O imóvel do Vendão atualmente 

A beneficiadora de café começou a ser abandonada e atraiu o interesse do empresário Antônio Renato Gasparini Marson, conhecido como Toninho Marson, que comprou o local para instalar um depósito de ração. “Era Marson & Calais”, que tinha o Calé como sócio do Toninho Marson”, afirma.

Se ainda houver alguma máquina de beneficiamento da época, diz Marco, é possível encontrar alguma data estampada nela. Os equipamentos eram feitos de madeira, alguns importados da Inglaterra, mas todos tinham datas.

Marco manifesta seu carinho e gratidão também ao empresário Toninho Marson. “Quando ele assumiu, pagamos um aluguel simbólico, tínhamos também muitas benesses e eu tinha até a chave do depósito para entrar e saía na hora que queria”.

Marco diz que Toninho Marson foi um benfeitor para sua empresa. “Ele nos ajudou a chegar onde chegamos. Tenho o maior carinho por ele por conta de tudo isso."

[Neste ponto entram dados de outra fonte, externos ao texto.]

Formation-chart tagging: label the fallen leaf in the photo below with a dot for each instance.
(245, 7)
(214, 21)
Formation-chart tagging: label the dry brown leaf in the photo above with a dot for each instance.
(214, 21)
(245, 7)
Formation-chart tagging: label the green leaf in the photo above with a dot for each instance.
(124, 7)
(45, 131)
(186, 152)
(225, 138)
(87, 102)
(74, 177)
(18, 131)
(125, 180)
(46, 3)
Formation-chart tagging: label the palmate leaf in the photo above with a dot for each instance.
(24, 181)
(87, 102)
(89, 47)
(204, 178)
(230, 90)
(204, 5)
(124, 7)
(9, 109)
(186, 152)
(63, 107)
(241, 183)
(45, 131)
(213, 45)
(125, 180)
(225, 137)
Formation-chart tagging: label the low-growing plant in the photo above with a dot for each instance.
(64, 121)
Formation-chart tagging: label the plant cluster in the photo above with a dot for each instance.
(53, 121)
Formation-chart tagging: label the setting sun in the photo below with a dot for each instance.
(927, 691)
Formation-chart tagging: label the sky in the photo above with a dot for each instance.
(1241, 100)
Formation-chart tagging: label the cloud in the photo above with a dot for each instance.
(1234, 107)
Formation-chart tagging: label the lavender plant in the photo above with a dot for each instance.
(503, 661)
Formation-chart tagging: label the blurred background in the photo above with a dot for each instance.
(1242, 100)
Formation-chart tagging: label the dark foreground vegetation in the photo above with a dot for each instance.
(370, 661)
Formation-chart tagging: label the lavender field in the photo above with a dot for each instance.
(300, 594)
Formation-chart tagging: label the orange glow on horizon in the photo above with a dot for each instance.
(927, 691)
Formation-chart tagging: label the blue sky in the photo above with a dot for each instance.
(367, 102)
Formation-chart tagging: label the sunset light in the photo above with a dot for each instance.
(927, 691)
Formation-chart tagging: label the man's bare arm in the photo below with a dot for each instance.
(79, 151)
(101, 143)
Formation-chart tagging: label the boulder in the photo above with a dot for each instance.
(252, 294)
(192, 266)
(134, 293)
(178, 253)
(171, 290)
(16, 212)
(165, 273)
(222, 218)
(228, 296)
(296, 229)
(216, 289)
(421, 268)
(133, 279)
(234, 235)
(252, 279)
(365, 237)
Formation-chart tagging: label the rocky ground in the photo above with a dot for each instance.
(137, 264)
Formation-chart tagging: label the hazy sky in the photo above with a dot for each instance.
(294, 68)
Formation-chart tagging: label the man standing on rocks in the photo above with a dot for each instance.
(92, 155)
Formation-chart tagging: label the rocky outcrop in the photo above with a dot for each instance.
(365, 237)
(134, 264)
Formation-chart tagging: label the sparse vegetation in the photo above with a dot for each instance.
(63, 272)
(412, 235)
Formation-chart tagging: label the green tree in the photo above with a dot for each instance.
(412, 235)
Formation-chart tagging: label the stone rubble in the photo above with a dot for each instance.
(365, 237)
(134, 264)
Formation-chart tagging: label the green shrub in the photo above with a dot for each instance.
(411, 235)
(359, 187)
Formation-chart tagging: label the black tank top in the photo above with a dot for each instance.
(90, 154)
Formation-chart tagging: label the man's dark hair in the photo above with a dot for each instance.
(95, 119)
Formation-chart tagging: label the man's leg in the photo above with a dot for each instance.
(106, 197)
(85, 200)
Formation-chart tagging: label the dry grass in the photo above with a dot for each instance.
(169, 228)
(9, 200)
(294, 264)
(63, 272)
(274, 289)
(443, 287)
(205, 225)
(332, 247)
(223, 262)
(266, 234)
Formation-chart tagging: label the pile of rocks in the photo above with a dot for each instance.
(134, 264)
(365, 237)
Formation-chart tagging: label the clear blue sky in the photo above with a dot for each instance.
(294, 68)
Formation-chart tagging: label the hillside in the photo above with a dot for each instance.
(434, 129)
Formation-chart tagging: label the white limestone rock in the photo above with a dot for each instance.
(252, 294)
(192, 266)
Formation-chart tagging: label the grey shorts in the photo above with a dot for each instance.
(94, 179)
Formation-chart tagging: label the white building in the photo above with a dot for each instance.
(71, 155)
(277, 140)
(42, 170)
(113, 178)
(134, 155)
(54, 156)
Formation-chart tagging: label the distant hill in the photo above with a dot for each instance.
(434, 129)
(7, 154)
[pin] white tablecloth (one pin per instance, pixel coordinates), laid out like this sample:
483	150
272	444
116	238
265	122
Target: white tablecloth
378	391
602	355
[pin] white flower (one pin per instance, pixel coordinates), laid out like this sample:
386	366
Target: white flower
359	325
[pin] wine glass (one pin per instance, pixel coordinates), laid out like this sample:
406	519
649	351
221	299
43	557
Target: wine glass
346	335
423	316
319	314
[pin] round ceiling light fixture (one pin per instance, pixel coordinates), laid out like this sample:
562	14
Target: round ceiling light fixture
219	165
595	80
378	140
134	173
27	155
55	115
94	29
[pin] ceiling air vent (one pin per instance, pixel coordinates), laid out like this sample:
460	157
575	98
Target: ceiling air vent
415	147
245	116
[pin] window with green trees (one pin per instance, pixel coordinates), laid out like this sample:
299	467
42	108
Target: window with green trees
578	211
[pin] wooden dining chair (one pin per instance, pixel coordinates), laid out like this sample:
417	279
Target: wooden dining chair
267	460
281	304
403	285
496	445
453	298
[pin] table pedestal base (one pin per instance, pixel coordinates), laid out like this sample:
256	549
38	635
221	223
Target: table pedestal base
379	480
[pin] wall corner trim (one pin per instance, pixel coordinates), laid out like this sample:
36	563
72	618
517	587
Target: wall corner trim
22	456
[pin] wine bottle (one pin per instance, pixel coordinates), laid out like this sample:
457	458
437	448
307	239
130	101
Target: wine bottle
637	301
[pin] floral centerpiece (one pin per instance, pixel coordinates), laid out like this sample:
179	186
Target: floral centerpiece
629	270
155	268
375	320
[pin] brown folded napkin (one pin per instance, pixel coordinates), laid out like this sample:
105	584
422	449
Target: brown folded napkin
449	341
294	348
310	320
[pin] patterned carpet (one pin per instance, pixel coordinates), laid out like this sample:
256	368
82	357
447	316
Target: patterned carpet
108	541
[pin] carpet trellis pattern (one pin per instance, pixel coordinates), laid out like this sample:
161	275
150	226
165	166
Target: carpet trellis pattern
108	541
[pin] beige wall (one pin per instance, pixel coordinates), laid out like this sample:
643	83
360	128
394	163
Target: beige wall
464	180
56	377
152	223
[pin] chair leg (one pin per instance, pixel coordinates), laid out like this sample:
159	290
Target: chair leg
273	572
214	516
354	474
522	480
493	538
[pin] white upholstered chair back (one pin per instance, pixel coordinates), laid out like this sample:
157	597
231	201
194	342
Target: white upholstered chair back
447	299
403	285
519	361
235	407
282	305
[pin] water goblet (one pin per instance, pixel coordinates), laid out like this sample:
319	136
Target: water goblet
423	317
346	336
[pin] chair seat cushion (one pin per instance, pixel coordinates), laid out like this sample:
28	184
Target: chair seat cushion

Apesar do valor afetivo do imóvel do Vendão, Marco diz que não é contrário à demolição. Para ele, as leis de tombamento ainda não funcionam de forma adequada no país e os prédios acabam abandonados. 

Em Serra Negra não há legislação que defenda o patrimônio histórico e cultural, segundo o presidente da Câmara, César Augusto Borboni, o Ney. Ele informou que o município segue as regras do Conselho de Defesa do Patrimônio Histórico, Arqueológico, Artístico e Turístico do Estado de São Paulo (Condephaat).